How do we know?  That’s what they might ask.

Oh my friend, how I know.

Because contrary to what you might have heard or expected, the Christian life isn’t all easy and Christian service isn’t all joyfully inspiring and pouring out to others out of an overflow.  Sometimes we’re emptying out the last few drops from our own parched souls, not knowing what to do when we’re dehydrated and depleted and still others hold out needy hands for more.

Yet, we know this also.

We pour out…everything….and He pours in anew.

You might think you’re alone in this, stumbling over your own weaknesses, serving to exhaustion, not seeing the reward or the gain or the purpose or the point.

Yet, the prayers of saints long before teach us that others have desperately needed to be renewed, revived, restored.

The Psalmists prayed:

Will You not revive us again
so that Your people may rejoice in You?
(Psalm 85:6 HCSB)

and

Restore our fortunes, Lord,
as streams renew the desert.
Those who plant in tears
will harvest with shouts of joy.
They weep as they go to plant their seed,
but they sing as they return with the harvest  (Psalm 126:4-6 NLT)

and

God, create a clean heart for me
and renew a steadfast spirit within me.
 Do not banish me from Your presence
or take Your Holy Spirit from me.
 Restore the joy of Your salvation to me,
and give me a willing spirit (Psalm 51:10-12 HCSB).  
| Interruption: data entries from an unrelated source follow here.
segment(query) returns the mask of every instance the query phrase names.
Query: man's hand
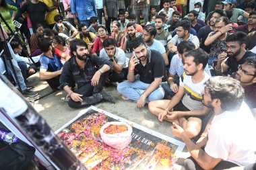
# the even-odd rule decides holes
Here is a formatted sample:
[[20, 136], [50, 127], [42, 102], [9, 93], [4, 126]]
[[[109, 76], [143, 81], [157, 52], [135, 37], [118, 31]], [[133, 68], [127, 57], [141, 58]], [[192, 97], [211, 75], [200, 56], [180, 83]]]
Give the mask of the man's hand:
[[98, 81], [100, 81], [100, 71], [96, 71], [92, 78], [92, 86], [96, 86], [98, 85]]
[[232, 24], [229, 24], [220, 29], [220, 33], [226, 33], [233, 30]]
[[71, 93], [70, 95], [70, 97], [71, 97], [71, 99], [75, 101], [82, 101], [83, 99], [81, 98], [82, 96], [82, 95], [75, 93], [74, 92]]
[[174, 92], [174, 93], [177, 93], [178, 92], [178, 90], [179, 90], [179, 87], [177, 85], [177, 84], [176, 83], [172, 83], [170, 85], [170, 89]]
[[180, 126], [175, 122], [172, 122], [172, 126], [170, 127], [170, 129], [172, 131], [173, 135], [177, 138], [181, 138], [184, 130]]
[[202, 148], [206, 145], [207, 141], [208, 140], [208, 138], [207, 136], [201, 136], [199, 139], [197, 140], [196, 144]]
[[29, 67], [29, 68], [28, 68], [28, 73], [29, 73], [30, 75], [34, 74], [35, 72], [36, 72], [36, 71], [34, 70], [33, 68], [32, 68], [32, 67]]
[[138, 64], [137, 60], [138, 59], [135, 56], [133, 56], [133, 57], [131, 58], [130, 62], [129, 63], [129, 69], [134, 69], [135, 68], [135, 66]]
[[146, 99], [146, 97], [144, 97], [143, 95], [141, 95], [139, 97], [138, 101], [137, 101], [137, 104], [136, 104], [136, 106], [137, 108], [142, 108], [143, 107], [144, 107], [145, 99]]
[[166, 117], [170, 120], [174, 120], [179, 117], [179, 112], [168, 112]]
[[158, 120], [160, 122], [162, 122], [162, 120], [166, 117], [167, 114], [168, 112], [166, 110], [164, 110], [162, 113], [158, 114]]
Their prayers would be unnecessary, meaningless even unless they felt the need for the renewing, the reviving, the restoring work of God in us.

We need the grace again, the joy again, the steadfast spirit again, the life again.  That’s what they asked.

That’s what we need, too.

Eugene Peterson wrote:

Nothing suffers from time quite so much as religion.  The skeletal structure of obedience becomes arthritic, and the circulatory system of praise becomes sluggish.  The prayer ‘revive us again’ keeps the body of Christ youthful and responsive to every new mercy and grace in God (Praying With the Psalms).

So we offer to help carry the cross for a time through this valley and we remind them of the hope and the promise as we travel along together.

We tell the fullness of our testimony, not just the revival, the renewal, the restoration after the fact…not the destination without the journey or the end result without the in between.

No, we remember that we were worn out and limping and God renewed us.

We were dead and hopeless and God revived us.

We had lost everything and God restored us.

God did this for me, that’s what we say.  And He will do this work in you, too.

And we pray, of course we pray.

We ask God to fill them right up again, fill their own parched souls so they are overflowing. We ask for strength anew and energy for each day, for reminders of the vision and reassurance of the harvest.

God’s plan isn’t for us to walk through discouragement alone, not any of us. How could we ever survive it, after all, if we thought we were the only ones and that somehow we must be here because of our own fumbling and faltering?

But to know others have been there, have made it through, and have traveled back to tell us the good news and to pray for us along the way…that’s the grace God gives for a wearied soul.